Harlan, Edgar Rubey. A Narrative History of the People of Iowa.
Vol III. Chicago: American Historical Society,  1931

     p. 303

     THE HOLY NAME CATHOLIC CHURCH OF MARCUS. The first members of the Catholic faith to settle at Marcus, Cherokee County, in 1872, were of Irish and German descent, and for five years were obliged to worship individually or in one or another private residence sufficiently large to accommodate a gathering. In 1877 the comparatively few Catholics at this settlement built the first church structure of that denomination, a small frame building, very modestly furnished. Father Meis, of Le Mars, was the first priest to say mass in this humble place of worship, which later, from 1878 until 1883, was attended as a mission from Storm Lake by Fathers Gaffney and Slattery.
     In 1882 the second church structure was built, and this building still stands, being located two blocks north of the present brick church, erected in 1915. The rectory, which still stands but not now owned or used by the church, was built while Father Gilchrist was pastor in 1885, and in 1890 the first convent school was built, on the site of the present rectory, by Father Hennessy, who was pastor at that time, although the school was opened by Father John O'Reilly, who succeeded Father Hennessy. This school building was sold in 1914 and moved to the business district and is now used as the Marcus Hotel. The present fine new school building was then built.. Father O'Reilly secured the Sisters, B.V.M., to conduct the school, which was named Loretto Convent. At that time the congregation was scarcely prepared for this innovation and the Sisters suffered with patience and humility during that winter because of poor accommodations and inadequate heating. By their forebearance the Sisters won the love and respect of the parish and the names of Mother Superior Alexandra and Sisters Ingratia (music), Lomne and Louanna will long be remembered with affection. In 1915 the new church and new school were built by Father Edward O'Reilly, the work being all planned and completed within the space of two years. The church has a membership of 150 families, while Holy Name School has 175 pupils, with nine Sisters in charge. The names of the priests who have served this parish regularly are: Father Gilchrist, 1884-1886; Father Michael Hennessy, 1888-1891; Father John O'Reilly, 1891-1903; Father John Phelan, 1903-1906; Father Edward O'Reilly, 1906-1919; and Father George Cooke, 1920 to the present.
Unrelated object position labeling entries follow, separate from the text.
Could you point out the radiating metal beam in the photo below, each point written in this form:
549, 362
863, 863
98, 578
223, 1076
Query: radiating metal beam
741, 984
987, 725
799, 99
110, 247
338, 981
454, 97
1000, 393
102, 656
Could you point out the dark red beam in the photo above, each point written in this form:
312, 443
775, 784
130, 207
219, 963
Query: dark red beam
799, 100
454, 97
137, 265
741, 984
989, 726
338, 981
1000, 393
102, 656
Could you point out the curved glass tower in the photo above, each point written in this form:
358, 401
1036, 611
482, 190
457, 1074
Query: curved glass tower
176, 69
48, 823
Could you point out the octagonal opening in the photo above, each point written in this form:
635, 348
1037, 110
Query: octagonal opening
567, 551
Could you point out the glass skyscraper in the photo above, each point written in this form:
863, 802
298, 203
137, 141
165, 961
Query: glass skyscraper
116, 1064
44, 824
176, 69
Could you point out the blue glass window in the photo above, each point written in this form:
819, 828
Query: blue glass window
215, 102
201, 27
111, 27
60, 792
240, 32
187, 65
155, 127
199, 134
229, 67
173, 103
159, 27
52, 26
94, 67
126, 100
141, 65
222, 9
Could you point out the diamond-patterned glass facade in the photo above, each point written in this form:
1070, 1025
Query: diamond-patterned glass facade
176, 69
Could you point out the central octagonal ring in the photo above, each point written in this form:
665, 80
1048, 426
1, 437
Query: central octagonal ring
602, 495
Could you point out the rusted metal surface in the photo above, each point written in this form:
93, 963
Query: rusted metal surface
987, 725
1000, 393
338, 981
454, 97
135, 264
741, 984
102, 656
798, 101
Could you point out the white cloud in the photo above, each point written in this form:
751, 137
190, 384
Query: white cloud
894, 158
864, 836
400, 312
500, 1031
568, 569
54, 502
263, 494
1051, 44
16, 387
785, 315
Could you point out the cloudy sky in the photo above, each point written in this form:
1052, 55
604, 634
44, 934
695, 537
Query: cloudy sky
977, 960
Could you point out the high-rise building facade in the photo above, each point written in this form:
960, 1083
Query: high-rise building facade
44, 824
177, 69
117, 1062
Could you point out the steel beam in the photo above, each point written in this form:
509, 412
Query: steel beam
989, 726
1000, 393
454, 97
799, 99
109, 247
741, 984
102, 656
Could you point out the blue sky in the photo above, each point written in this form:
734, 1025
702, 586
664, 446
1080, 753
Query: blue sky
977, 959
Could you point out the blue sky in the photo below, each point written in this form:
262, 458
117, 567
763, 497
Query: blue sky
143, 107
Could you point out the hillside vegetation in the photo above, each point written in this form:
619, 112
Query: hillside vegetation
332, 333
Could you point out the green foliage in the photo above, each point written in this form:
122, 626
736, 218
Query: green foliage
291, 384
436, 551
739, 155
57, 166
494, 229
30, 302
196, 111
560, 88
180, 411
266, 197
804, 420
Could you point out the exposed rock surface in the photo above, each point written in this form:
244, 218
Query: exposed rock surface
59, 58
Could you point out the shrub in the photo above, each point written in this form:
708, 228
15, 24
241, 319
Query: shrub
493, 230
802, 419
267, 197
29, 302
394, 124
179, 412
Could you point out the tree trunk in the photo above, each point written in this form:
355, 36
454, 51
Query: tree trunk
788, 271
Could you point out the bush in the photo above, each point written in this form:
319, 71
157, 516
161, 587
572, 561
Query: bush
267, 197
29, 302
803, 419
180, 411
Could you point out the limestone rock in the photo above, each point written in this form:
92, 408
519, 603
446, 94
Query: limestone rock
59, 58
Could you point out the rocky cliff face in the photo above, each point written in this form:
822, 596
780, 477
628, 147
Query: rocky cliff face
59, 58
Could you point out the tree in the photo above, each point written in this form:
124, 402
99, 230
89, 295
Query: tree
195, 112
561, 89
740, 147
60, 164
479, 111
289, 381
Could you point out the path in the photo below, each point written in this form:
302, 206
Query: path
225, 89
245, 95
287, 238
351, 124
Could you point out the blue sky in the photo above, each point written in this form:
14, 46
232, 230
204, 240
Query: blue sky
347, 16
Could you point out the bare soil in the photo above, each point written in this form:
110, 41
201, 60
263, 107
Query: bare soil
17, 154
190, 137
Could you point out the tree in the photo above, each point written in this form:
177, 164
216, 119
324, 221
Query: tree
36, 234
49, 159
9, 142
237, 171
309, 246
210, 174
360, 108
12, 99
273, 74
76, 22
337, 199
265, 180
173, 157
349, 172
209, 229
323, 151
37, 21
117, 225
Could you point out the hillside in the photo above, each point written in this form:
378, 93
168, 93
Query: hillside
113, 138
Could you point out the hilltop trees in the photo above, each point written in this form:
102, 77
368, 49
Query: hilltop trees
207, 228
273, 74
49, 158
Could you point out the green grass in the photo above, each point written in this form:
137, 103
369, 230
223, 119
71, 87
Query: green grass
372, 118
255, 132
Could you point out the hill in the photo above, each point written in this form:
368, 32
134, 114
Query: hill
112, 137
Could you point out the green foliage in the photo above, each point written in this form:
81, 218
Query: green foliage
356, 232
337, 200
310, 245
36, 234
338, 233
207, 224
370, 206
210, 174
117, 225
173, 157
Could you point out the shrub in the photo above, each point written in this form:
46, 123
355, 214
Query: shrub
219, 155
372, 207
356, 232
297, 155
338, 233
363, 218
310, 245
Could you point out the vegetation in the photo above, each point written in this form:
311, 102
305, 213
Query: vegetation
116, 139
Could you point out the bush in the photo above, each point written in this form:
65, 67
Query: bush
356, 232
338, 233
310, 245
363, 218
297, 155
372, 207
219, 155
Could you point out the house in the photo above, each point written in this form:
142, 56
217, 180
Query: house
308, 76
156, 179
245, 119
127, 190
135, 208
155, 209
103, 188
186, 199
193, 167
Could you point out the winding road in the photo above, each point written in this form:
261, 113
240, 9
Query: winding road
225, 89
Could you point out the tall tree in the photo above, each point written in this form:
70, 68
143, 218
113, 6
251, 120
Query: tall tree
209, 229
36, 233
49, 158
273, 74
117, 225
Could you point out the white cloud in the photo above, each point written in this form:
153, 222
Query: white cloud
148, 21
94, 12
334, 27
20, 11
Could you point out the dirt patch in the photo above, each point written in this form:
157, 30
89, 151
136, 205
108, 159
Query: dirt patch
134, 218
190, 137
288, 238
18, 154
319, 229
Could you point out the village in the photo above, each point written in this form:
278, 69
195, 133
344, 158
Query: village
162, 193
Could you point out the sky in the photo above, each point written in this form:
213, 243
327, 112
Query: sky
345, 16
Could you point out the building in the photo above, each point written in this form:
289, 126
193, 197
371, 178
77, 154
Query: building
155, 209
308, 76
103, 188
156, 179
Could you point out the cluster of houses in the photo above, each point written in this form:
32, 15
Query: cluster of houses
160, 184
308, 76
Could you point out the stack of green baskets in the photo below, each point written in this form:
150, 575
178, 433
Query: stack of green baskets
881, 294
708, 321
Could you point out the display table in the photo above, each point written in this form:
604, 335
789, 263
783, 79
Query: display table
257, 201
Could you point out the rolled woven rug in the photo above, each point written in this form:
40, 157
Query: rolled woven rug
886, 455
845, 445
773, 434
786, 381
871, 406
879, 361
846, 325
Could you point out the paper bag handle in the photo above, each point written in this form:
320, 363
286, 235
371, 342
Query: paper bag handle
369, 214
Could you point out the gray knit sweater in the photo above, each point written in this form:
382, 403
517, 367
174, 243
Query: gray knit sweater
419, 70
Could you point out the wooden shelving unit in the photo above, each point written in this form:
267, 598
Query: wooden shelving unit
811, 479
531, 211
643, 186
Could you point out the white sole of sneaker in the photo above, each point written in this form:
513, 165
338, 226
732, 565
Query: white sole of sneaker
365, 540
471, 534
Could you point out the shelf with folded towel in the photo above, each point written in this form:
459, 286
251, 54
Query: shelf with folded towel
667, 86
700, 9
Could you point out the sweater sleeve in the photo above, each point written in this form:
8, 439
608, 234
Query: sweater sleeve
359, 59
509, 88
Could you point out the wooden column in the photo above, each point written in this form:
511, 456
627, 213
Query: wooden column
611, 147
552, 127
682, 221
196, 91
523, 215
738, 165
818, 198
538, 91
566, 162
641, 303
     Father Edward O'Reilly was appointed pastor of Holy Name Church of Marcus in 1906 and here accomplished a work that established the church firmly and made him one of the most beloved citizens of the community. The church, parochial school house, costing $100,000, were dedicated in September, 1916, and at the time of Father O'Reilly's death the property was entirely free from indebtedness.
     Father O'Reilly was born at Ballemacaugh, County Cavan, Ireland, in 1870, a member of a well-to-do and prominent Irish family, and after attending a seminary entered, in 1889, All Hallows College, Dublin. He was ordained to the priesthood June 24, 1894, and in September of that year came to the United States and was appointed assistant to Monsignor Ryan, pastor of Saint Patrick's Church, Dubuque, Iowa, later being assistant to Archbishop Hennessy. He was appointed pastor at West Bend, Iowa, where his parishioners were all German people, which necessitated Father O'Reilly's learning the German language. This he did and was able to speak German fluently. Later he was assigned to Sibley, Iowa, where he served eight years, during which he built a new parish house and improved the church. His work at Marcus has already been touched upon, and when he died, October, 17, 1919, the entire community was plunged into mourning, his funeral, the largest ever held at Marcus, being attended by more than 1,000 persons, including Catholic priests from all over the state.
     Father George Cooke, the present pastor, was born in Ireland, May 30, 1870. He received his early education at Dublin, where he was prepared for the priesthood at All Hallows College, and on coming to the United States was assistant priest at Sioux City, Iowa. Subsequently he was in charge at Larchmond, Iowa, for twelve years, and at Anthon for ten years, and in July, 1920, was assigned to his present charge. He has carried on the good work started by his predecessor, and is a man who has the universal confidence, esteem and friendship of the people of his community.